Quando o chef e a equipa começaram a pensar num menu para o novo restaurante, quiseram tornar o início de refeição mais alentejano, com uma lógica de ir “picando e provando”. Exemplo disso é o coelho de escabeche e flatbread de trigo (7,50€), que depois de cozinhado a baixa temperatura, é “laminado fininho, quase como se fosse uma peça de charcutaria”, refere Caseiro. Destacam-se ainda a tortilla do Alentejo (8€), cozinhada com batata, cebola e ovo; a empanada de borrego e molho verde de algas (3€), uma inspiração da subchefe chilena Catalina Viveros, que resulta de “uma massa típica [do Chile] recheada com um ensopado de borrego”, acompanhada de um chimichurri de alga; e, ainda, a orelha de porco panada, alho assado e maçã (6€).
Partilhar é a palavra de ordem
Cozinhar vegetais é uma das grandes paixões do chef Bruno Caseiro, segundo nos diz, referindo que estes pratos devem ser tão “satisfatórios como um prato de carne ou de peixe”. É aqui que entra uma couve-flor caramelizada, com feijão-frade, pinhão e ervas aromáticas (13€), um prato que além do sabor alentejano, tem ainda um toque de piccalilli, “um pickle à base de couve-flor e mostarda, que é feito como se fosse um bechamel”.
A equipa da cozinha também dá o seu contributo na diversidade da nova carta do Cavalariça. O Chile da subchefe Catalina Viveros volta a mostrar a sua influência no prato de peixe selvagem de mar, favas e ervilhas biológicas e molho de espumante (19,50€). Neste caso, a confecção do prato resultou da ideia da “guarnição que o pai de Catalina faz no Chile para pratos de peixe”, em que o iogurte traz alguma acidez e cremosidade ao prato.
Outro exemplo, no caso luso, é o prato de migas de espargos, morcela de arroz e ovo biológico (16€), que resultou de um desafio proposto pelo chef a um dos seus membros da equipa, para cozinhar uma morcela para um evento de Páscoa.
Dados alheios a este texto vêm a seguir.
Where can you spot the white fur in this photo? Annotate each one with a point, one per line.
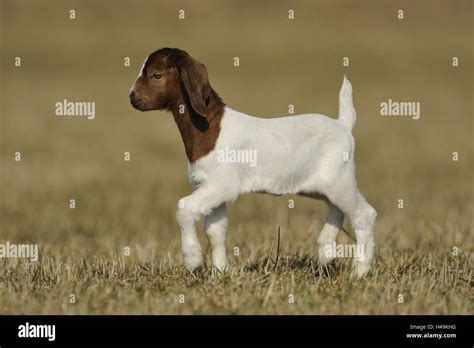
(309, 154)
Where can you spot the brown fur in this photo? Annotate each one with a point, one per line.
(184, 81)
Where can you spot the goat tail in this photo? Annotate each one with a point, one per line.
(347, 113)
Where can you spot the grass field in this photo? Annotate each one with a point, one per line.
(424, 251)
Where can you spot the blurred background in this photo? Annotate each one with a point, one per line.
(282, 62)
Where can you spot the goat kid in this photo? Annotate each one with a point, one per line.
(309, 155)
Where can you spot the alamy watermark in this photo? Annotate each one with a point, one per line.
(69, 108)
(228, 155)
(28, 251)
(344, 250)
(395, 108)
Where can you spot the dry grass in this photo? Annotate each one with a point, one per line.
(132, 204)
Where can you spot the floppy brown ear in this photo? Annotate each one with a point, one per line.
(196, 82)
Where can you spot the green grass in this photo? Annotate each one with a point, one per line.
(132, 204)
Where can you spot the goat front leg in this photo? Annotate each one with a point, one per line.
(215, 226)
(190, 208)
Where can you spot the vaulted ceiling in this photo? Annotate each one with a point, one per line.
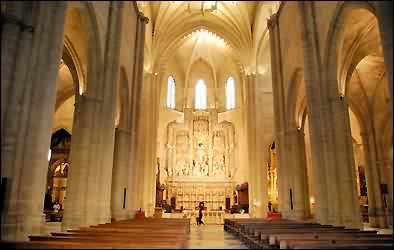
(172, 22)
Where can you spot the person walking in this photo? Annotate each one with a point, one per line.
(199, 220)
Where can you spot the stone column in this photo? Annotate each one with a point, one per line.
(349, 211)
(279, 111)
(16, 48)
(120, 175)
(385, 20)
(376, 213)
(110, 82)
(16, 61)
(251, 139)
(295, 151)
(23, 211)
(136, 108)
(82, 172)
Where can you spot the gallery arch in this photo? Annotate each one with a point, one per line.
(211, 103)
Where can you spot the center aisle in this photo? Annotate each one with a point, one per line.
(213, 236)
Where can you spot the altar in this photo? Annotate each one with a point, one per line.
(210, 217)
(200, 164)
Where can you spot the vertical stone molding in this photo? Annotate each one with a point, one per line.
(279, 119)
(136, 110)
(385, 19)
(312, 79)
(23, 213)
(119, 176)
(297, 176)
(82, 173)
(376, 211)
(107, 133)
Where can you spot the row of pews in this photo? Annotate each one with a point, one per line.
(290, 234)
(135, 233)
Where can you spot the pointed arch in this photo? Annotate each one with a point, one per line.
(200, 95)
(171, 92)
(230, 93)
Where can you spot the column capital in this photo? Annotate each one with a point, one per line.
(272, 21)
(143, 18)
(366, 134)
(89, 98)
(9, 19)
(122, 130)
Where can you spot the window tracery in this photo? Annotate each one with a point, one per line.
(171, 92)
(201, 95)
(230, 93)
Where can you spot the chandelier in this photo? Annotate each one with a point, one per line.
(204, 6)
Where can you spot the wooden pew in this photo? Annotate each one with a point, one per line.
(141, 233)
(262, 233)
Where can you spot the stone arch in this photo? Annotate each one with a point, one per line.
(343, 10)
(295, 99)
(93, 59)
(122, 115)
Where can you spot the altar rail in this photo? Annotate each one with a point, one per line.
(209, 217)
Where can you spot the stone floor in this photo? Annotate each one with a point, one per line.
(388, 230)
(213, 237)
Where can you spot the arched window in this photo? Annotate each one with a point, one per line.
(230, 93)
(201, 95)
(171, 92)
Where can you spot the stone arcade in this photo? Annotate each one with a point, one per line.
(236, 104)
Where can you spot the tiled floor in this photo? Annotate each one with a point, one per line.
(380, 230)
(213, 237)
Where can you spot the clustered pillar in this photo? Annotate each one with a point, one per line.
(31, 58)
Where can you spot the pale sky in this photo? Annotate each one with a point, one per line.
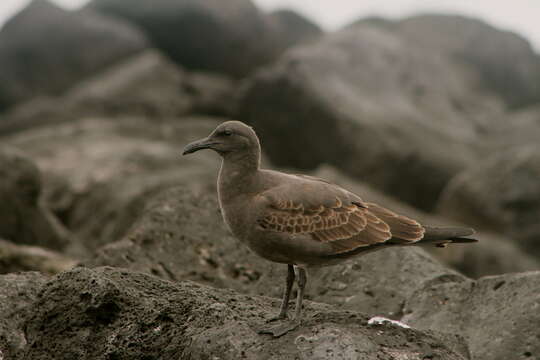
(521, 16)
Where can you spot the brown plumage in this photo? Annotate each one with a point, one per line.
(301, 220)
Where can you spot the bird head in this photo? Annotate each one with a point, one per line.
(229, 137)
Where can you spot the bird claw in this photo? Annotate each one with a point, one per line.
(280, 329)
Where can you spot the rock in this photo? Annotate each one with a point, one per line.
(501, 194)
(492, 255)
(109, 165)
(15, 258)
(180, 236)
(78, 43)
(292, 28)
(145, 85)
(113, 313)
(16, 292)
(230, 37)
(497, 315)
(505, 61)
(23, 217)
(363, 100)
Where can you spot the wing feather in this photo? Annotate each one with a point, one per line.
(332, 215)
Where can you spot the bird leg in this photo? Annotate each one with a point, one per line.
(289, 325)
(302, 280)
(286, 295)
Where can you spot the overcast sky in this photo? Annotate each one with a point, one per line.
(521, 16)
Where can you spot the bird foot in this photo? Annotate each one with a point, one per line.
(280, 329)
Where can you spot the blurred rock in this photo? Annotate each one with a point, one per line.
(45, 50)
(505, 61)
(502, 193)
(23, 217)
(514, 129)
(292, 28)
(230, 37)
(96, 169)
(145, 85)
(497, 315)
(111, 313)
(15, 258)
(17, 291)
(363, 99)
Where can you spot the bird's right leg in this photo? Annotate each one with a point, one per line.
(286, 326)
(286, 295)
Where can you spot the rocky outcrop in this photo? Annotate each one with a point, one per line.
(230, 37)
(14, 258)
(112, 313)
(364, 100)
(110, 164)
(17, 291)
(505, 61)
(24, 219)
(78, 44)
(145, 85)
(497, 315)
(180, 235)
(502, 193)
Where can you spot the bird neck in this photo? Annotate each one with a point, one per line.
(238, 173)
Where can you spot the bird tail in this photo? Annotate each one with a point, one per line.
(443, 235)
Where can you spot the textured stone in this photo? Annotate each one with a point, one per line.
(113, 313)
(498, 315)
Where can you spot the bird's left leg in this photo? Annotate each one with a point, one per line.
(291, 325)
(286, 295)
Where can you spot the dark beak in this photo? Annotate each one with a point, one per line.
(205, 143)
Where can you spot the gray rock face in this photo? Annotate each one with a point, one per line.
(145, 85)
(364, 100)
(229, 37)
(14, 258)
(505, 61)
(112, 313)
(492, 255)
(23, 217)
(497, 315)
(502, 193)
(109, 165)
(17, 291)
(78, 43)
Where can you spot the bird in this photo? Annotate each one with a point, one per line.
(300, 220)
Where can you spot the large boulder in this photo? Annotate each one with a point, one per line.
(17, 291)
(180, 235)
(505, 61)
(502, 194)
(230, 37)
(144, 85)
(497, 315)
(24, 219)
(364, 100)
(77, 44)
(112, 313)
(97, 169)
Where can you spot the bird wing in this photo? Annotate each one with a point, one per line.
(330, 214)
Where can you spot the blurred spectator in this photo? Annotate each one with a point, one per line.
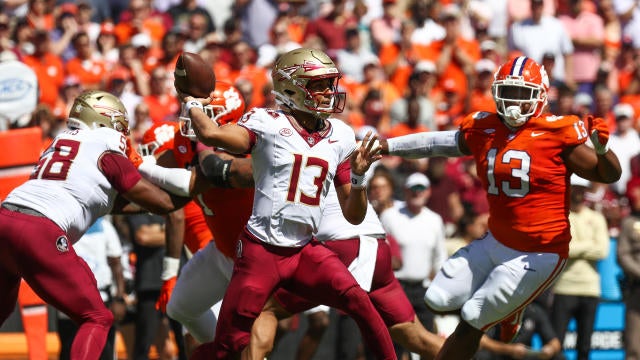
(69, 90)
(85, 20)
(577, 289)
(582, 104)
(182, 12)
(330, 29)
(421, 83)
(163, 105)
(386, 29)
(481, 98)
(412, 124)
(586, 30)
(629, 259)
(454, 55)
(256, 18)
(625, 142)
(196, 31)
(106, 46)
(525, 36)
(281, 43)
(399, 58)
(66, 27)
(353, 58)
(420, 233)
(47, 66)
(603, 99)
(472, 192)
(213, 54)
(445, 198)
(424, 14)
(612, 30)
(564, 102)
(40, 14)
(140, 18)
(90, 70)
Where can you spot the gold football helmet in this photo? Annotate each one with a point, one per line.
(292, 73)
(94, 108)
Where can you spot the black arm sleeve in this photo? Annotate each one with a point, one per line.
(216, 170)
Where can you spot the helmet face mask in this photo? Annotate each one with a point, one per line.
(94, 109)
(294, 76)
(520, 90)
(227, 106)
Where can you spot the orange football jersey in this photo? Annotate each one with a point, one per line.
(226, 211)
(525, 177)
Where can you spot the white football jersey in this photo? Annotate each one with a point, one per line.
(335, 227)
(67, 186)
(293, 172)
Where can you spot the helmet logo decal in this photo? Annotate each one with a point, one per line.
(232, 99)
(311, 65)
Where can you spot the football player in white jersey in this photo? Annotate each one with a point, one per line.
(78, 179)
(296, 152)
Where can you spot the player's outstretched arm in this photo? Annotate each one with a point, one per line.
(426, 144)
(230, 137)
(599, 163)
(353, 196)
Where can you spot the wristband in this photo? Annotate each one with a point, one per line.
(170, 267)
(191, 104)
(358, 181)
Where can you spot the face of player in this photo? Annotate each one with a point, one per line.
(321, 91)
(520, 95)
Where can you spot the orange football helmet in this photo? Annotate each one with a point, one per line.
(227, 106)
(520, 89)
(158, 138)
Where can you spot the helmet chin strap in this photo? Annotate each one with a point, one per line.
(514, 116)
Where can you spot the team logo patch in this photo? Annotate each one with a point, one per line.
(239, 249)
(62, 244)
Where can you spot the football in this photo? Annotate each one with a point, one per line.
(193, 76)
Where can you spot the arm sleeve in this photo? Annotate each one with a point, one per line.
(119, 171)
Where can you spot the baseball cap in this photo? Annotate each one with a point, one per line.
(425, 66)
(417, 181)
(141, 40)
(623, 110)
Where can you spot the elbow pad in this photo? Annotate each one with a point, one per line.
(426, 144)
(216, 170)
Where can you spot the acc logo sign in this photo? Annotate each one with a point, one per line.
(62, 244)
(14, 89)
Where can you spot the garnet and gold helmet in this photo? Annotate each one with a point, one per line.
(520, 89)
(94, 108)
(227, 106)
(292, 73)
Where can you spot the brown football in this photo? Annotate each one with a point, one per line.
(193, 76)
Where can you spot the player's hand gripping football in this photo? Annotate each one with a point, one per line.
(133, 154)
(599, 134)
(366, 154)
(165, 294)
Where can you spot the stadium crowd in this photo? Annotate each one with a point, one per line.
(408, 66)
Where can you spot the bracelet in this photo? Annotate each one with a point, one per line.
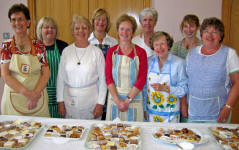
(130, 99)
(228, 106)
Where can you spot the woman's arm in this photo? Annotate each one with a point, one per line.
(16, 85)
(232, 98)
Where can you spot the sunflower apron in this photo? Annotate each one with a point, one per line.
(125, 72)
(161, 106)
(26, 69)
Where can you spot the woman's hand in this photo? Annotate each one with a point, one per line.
(159, 87)
(33, 98)
(224, 115)
(121, 105)
(184, 106)
(61, 109)
(98, 111)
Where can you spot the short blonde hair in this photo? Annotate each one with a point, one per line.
(158, 35)
(128, 18)
(99, 12)
(79, 19)
(45, 20)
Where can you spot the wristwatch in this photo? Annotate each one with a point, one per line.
(130, 99)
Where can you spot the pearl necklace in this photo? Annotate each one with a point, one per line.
(79, 59)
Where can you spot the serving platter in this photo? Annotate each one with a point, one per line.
(114, 136)
(178, 135)
(227, 138)
(18, 134)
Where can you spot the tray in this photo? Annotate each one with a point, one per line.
(19, 134)
(227, 138)
(178, 135)
(113, 136)
(64, 133)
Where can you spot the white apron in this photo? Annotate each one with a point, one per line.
(161, 106)
(125, 72)
(26, 69)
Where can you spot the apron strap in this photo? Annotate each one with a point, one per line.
(13, 48)
(164, 113)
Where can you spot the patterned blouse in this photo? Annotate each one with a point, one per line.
(6, 53)
(179, 50)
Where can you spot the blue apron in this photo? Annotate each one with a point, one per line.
(161, 106)
(207, 90)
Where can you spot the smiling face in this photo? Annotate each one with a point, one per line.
(19, 23)
(81, 32)
(211, 37)
(190, 30)
(148, 23)
(125, 31)
(161, 47)
(48, 32)
(100, 23)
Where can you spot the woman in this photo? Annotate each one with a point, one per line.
(24, 69)
(189, 27)
(47, 32)
(148, 19)
(81, 87)
(100, 22)
(126, 71)
(213, 72)
(166, 81)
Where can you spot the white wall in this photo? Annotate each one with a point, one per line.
(5, 26)
(171, 13)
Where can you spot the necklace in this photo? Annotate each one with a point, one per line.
(79, 59)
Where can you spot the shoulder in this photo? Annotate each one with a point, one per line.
(38, 43)
(6, 44)
(61, 43)
(136, 39)
(139, 49)
(92, 37)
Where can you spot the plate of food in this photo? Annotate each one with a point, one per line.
(17, 135)
(178, 135)
(64, 133)
(113, 136)
(226, 137)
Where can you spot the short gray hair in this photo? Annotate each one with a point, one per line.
(45, 20)
(80, 19)
(149, 12)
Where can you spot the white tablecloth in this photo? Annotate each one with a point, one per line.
(42, 143)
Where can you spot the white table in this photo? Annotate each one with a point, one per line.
(41, 143)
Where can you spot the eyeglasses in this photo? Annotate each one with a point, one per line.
(48, 27)
(210, 32)
(20, 19)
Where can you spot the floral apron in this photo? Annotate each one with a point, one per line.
(26, 69)
(125, 72)
(207, 90)
(162, 107)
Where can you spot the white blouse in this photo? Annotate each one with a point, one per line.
(91, 70)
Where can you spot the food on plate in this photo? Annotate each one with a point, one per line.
(18, 134)
(228, 138)
(65, 131)
(173, 135)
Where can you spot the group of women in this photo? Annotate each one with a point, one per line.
(145, 78)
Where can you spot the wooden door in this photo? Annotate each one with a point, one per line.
(118, 7)
(63, 10)
(230, 18)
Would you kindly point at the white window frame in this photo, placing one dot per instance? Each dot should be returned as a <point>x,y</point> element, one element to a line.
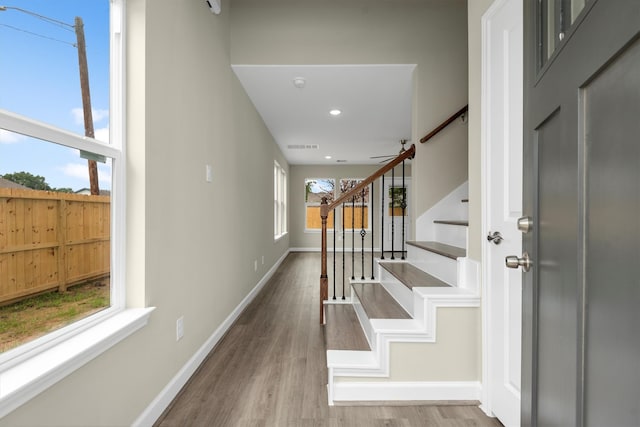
<point>279,201</point>
<point>348,204</point>
<point>318,230</point>
<point>33,367</point>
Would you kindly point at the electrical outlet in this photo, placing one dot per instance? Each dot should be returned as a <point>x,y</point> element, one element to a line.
<point>179,328</point>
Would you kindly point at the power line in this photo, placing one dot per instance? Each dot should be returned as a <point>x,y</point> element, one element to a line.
<point>61,24</point>
<point>38,35</point>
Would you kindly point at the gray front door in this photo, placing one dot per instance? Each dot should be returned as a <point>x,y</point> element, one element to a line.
<point>581,298</point>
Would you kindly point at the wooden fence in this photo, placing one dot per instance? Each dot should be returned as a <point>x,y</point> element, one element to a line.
<point>50,240</point>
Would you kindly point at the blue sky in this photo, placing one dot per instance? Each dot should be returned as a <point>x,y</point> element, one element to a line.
<point>39,78</point>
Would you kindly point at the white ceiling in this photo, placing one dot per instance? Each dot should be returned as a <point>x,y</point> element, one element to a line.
<point>375,101</point>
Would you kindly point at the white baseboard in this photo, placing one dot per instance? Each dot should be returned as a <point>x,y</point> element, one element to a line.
<point>171,390</point>
<point>406,391</point>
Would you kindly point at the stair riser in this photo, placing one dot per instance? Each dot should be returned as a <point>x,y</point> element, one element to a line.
<point>454,235</point>
<point>445,269</point>
<point>364,321</point>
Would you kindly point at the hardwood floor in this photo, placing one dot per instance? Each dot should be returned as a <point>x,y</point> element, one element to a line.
<point>270,369</point>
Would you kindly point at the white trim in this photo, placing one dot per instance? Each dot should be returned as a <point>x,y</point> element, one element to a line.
<point>406,391</point>
<point>171,390</point>
<point>485,140</point>
<point>26,380</point>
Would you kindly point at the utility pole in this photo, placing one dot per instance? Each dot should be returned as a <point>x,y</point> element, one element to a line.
<point>86,100</point>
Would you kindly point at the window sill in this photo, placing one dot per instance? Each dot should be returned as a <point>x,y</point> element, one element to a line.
<point>22,382</point>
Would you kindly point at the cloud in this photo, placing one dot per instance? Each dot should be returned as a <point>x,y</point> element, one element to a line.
<point>98,115</point>
<point>80,171</point>
<point>7,137</point>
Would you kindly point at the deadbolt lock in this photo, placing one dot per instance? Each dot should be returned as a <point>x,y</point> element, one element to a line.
<point>525,224</point>
<point>513,261</point>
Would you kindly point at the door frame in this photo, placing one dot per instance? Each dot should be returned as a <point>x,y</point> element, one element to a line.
<point>487,339</point>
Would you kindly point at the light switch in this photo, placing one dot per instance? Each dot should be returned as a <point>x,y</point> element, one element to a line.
<point>209,173</point>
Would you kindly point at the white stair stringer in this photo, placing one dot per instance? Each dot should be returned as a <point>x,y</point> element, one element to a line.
<point>376,363</point>
<point>448,208</point>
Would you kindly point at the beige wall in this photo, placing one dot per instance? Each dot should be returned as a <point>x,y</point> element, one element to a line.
<point>476,9</point>
<point>431,34</point>
<point>191,245</point>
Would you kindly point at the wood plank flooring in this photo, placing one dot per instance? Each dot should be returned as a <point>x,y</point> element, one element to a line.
<point>270,369</point>
<point>342,330</point>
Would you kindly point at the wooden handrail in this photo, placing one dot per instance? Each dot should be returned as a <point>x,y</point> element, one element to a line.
<point>444,124</point>
<point>325,208</point>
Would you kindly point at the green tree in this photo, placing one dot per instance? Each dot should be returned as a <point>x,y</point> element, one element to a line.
<point>35,182</point>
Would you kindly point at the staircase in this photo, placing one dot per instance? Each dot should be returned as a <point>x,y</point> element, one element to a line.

O pão alentejano é a base para este prato “guloso”, que tem ainda um ovo estrelado por cima.
Outra entrada em destaque é uma novidade absoluta: o prato de choco salteado, batata nova ao sal, molho fumado de tinta de choco e esparregado (16,50€), chega com “intensidade e riqueza no sabor”: depois de se limpar o choco, explicam, é preparado um dashi que vai ser o ponto de partida para a confecção, que tem como base um esparregado de nabiças.
A laranja dos pobres está mais rica
E se Bruno Caseiro quer continuar a manter viva a história e a tradição locais, torta de citrinos, gelado de camomila e mel (8,50€) é uma das opções que vai estar sempre presente no menu de sobremesas do Cavalariça Évora. “Quando começámos a criar este menu, uma das coisas que nós fizemos foi visitar o Joaquim Arnaud, produtor de vinhos”, começa por explicar Bruno Caseiro. E foi num desses momentos que o produtor de vinhos lhe contou uma história: “Nas casas com menos posses no passado, a sobremesa era uma laranja só, cortada às fatias, temperada com mel e azeite. A que chamavam 'a laranja dos pobres'. E nós quisemos pegar nessa ideia”. Nasceu assim esta sobremesa que agora é enriquecida com um gelado de camomila.
Os sabores de Verão também se mostram nesta carta com o sorvete de framboesa, mirtilos e manjericão roxo (8,50€). Preparado com frutas da época, a sobremesa é “complexa no sabor, porque tem sal na fermentação e um toquezinho de amêndoa amarga”, diz o chef, que não esconde ser esta a sua sobremesa favorita.